Motherhood | Hippie | Adoption | Addiction Recovery | Mormon | Big Family

13 COMMENTS

  1. Nicole | 10th May 17

    She is amazing! So blessed to have her in our lives! She raised great kids also! 😊

    • Amber | 10th May 17

      I know someone else that has a pretty cool mom that could share her story here. wink wink:)

  2. DeAnn | 10th May 17

    I have never seen a photo of your mom when she was younger. She was gorgeous! She is still, but it’s just to see.

    My mom is fearless, she doesn’t worry what others think, she doesn’t talk badly of others, she just lives live her way!

    • Amber | 10th May 17

      I’ll have to tell you the story behind that picture DeAnn. I love your description of your mom!

  3. Margy | 10th May 17

    What to say in a couple paragraphs? Ruth was an awesome friend. She and I had years of sharing and caring for our family members.
    I am grateful my sons had a safe haven at your house as did your brothers at our house
    Your mom and I taught early morning seminary together. What an experience! !
    She was my best friend. Lots of laughter and tears were shared.
    I am sorry I have not kept in touch with her .
    She is one of the best kind

    My own mother was a great lady. She showed unconditional love and rendered service to many
    She and my father served five missions.
    Her children and grandchildren love and miss her.

    • Amber | 10th May 17

      I’m going to share this with my mom. She will love to read it! I remember how good of friends you were. Your family was a blessing to us! Thank you for sharing!!

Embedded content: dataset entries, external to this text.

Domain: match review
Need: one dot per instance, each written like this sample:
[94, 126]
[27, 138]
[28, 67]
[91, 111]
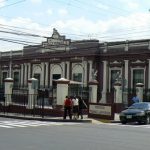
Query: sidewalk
[45, 118]
[59, 119]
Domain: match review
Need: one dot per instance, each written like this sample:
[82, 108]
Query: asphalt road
[65, 136]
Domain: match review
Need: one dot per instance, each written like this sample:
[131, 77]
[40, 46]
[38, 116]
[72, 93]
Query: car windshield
[139, 106]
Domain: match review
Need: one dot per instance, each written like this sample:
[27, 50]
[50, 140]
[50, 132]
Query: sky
[29, 22]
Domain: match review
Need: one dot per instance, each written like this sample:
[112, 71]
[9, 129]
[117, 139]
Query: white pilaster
[25, 74]
[62, 90]
[63, 68]
[50, 74]
[29, 70]
[42, 74]
[118, 93]
[46, 75]
[126, 72]
[85, 73]
[22, 68]
[148, 73]
[103, 99]
[68, 69]
[90, 70]
[8, 90]
[139, 91]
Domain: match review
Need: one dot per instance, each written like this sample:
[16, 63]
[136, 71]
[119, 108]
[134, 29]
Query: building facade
[81, 61]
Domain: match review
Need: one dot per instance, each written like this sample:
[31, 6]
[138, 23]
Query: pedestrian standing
[82, 105]
[67, 107]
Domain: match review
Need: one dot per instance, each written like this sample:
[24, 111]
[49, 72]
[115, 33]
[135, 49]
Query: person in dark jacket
[82, 105]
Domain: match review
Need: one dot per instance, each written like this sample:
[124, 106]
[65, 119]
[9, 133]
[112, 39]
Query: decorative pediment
[56, 40]
[138, 62]
[115, 62]
[36, 60]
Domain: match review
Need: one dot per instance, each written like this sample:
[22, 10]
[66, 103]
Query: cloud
[102, 6]
[134, 4]
[2, 3]
[49, 11]
[135, 26]
[62, 12]
[36, 1]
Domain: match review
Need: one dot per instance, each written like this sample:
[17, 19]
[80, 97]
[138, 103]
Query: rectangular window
[115, 75]
[37, 76]
[138, 76]
[55, 77]
[4, 77]
[16, 79]
[77, 77]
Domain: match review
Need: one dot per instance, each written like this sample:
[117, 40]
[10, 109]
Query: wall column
[8, 90]
[25, 74]
[62, 91]
[90, 70]
[93, 91]
[32, 96]
[148, 73]
[46, 75]
[42, 75]
[29, 70]
[51, 78]
[103, 99]
[125, 81]
[68, 70]
[139, 91]
[22, 74]
[85, 73]
[63, 69]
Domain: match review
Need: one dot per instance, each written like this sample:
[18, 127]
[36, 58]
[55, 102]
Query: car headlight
[140, 114]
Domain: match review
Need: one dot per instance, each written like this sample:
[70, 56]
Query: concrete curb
[46, 119]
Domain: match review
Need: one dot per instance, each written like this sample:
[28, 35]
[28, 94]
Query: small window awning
[70, 81]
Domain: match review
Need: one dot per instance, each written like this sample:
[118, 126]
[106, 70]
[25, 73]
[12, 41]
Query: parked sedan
[137, 112]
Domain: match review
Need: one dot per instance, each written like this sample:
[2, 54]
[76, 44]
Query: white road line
[127, 125]
[18, 123]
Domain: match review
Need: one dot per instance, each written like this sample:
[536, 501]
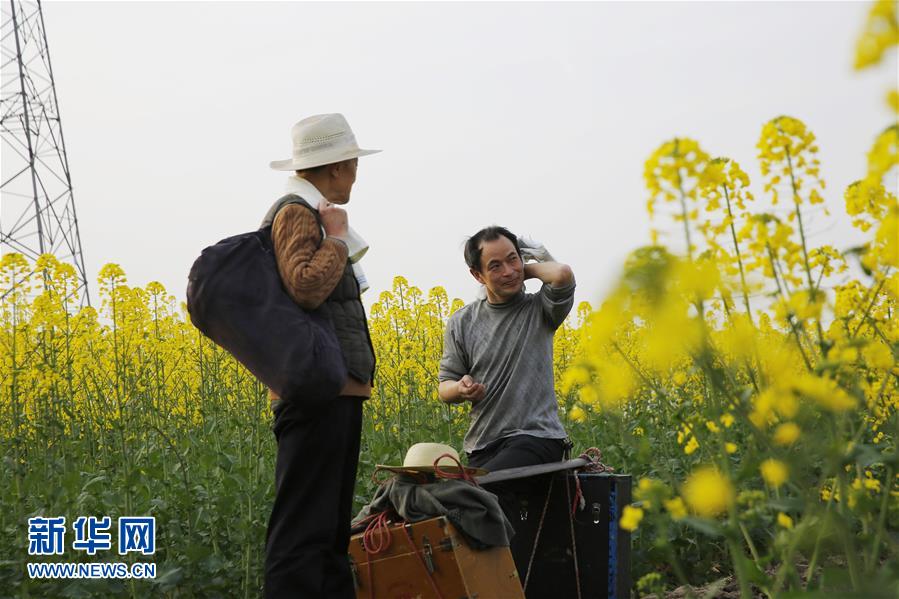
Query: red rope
[377, 538]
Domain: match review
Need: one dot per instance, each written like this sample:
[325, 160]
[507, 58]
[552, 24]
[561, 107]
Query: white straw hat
[321, 139]
[422, 456]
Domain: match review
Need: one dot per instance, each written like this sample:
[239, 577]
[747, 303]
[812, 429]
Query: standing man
[497, 354]
[318, 452]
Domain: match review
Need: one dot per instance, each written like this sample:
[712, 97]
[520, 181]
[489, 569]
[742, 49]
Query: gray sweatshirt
[508, 348]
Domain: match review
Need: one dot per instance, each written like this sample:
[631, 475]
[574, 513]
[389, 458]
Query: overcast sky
[534, 116]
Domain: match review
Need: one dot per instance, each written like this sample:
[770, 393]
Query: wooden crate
[438, 556]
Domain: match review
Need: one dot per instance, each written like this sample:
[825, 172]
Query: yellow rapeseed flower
[631, 518]
[784, 520]
[708, 492]
[577, 414]
[691, 446]
[775, 472]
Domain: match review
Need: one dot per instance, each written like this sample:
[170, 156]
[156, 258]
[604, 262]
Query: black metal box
[603, 549]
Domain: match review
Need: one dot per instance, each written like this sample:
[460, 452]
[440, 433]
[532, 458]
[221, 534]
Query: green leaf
[704, 526]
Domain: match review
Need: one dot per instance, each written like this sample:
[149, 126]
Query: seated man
[498, 355]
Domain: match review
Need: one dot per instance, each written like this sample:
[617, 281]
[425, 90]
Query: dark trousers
[513, 452]
[315, 474]
[521, 498]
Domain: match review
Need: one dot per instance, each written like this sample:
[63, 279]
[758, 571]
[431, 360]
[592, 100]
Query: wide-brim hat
[422, 457]
[321, 139]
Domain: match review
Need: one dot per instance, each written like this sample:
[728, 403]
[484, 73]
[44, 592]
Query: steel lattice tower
[37, 215]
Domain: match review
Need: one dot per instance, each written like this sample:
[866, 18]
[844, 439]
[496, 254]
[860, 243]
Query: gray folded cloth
[472, 510]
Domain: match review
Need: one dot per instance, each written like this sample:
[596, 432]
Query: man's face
[343, 183]
[502, 272]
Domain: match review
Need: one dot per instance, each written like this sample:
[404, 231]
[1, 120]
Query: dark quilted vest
[346, 311]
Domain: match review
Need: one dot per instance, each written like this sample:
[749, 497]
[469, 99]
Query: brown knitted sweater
[310, 267]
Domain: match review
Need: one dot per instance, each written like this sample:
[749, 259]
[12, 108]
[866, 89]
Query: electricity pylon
[37, 215]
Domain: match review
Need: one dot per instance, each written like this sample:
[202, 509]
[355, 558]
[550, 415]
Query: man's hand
[534, 250]
[465, 389]
[552, 273]
[334, 219]
[470, 390]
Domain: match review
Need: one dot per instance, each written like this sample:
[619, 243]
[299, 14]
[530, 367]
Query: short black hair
[473, 248]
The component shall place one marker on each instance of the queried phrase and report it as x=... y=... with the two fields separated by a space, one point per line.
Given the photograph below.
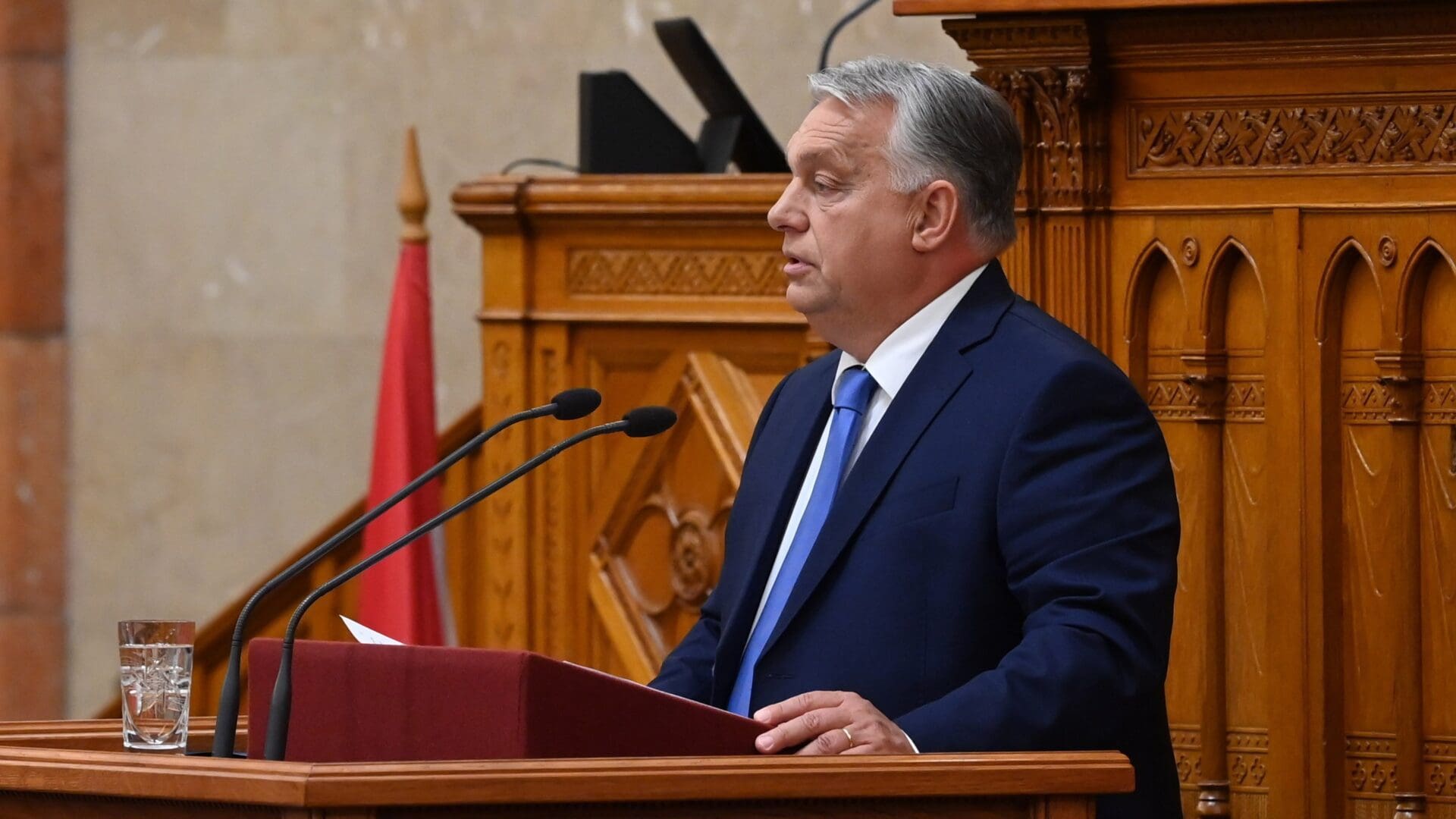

  4. Annamaria | 10th May 17

    When I think of Ruth tears of joy fill my eyes. She gave me the gift of an understanding and a compassionate heart. Her love and discernment opened doors for me and my heart was able to heal. Thank you, Ruth.

    • Amber | 10th May 17

      OK reading your comment brought tears to MY eyes. Thank you. You described her well!

  5. Ragena Palmer | 11th May 17

    What a wonderful story about your mom. She was, indeed, “one of a kind.” There must be something about the name of Ruth, which was also my mother’s name, who was also, “one of a kind.” She gave birth to 12 children, and helped in many ways with the 8 children my father brought to their marriage (making a total of 20 children whose lives she impacted, not to mention all of the grandchildren and great-children–and on and on who remember and adore her). She was born in the Mexican Mormon colony of Colonia Morales and left there when Poncho Villa started a revolution. She was a gifted story teller, gardener, and very active member of the church, at one time serving as the Relief Society President of our little branch in Colorado for 16 years. So much more! Not enough room. I love your stories!

    • Amber | 11th May 17

      Wow Regina! I had no idea you came from such a unique family! 20 kids?! Thanks for sharing, I bet she and my mom could have given each other advice. Ha!

  6. Marissa Lorette | 11th May 17

    Amber, I’m sending you and your mama Ruth big mama hugs. You two were there when I needed love and I will always be grateful. Tell your mama I said hello

  7. Kathie Clifford | 13th May 17

    Hi Amber, thank you for the fun, inspiring story about your mom Ruth. I agree she is on amazing woman.

  8. Terri | 1st Jun 17

    I’m behind in reading, but so glad I took the time to read this. I have only met your mother briefly. She was so warm and kind. Her humble nature didn’t reveal how amazing she is. Thanks for sharing that with us.

    I have been blessed with a wonderful mother and a wonderful stepmother. They have provided the best examples of just what I needed in my life.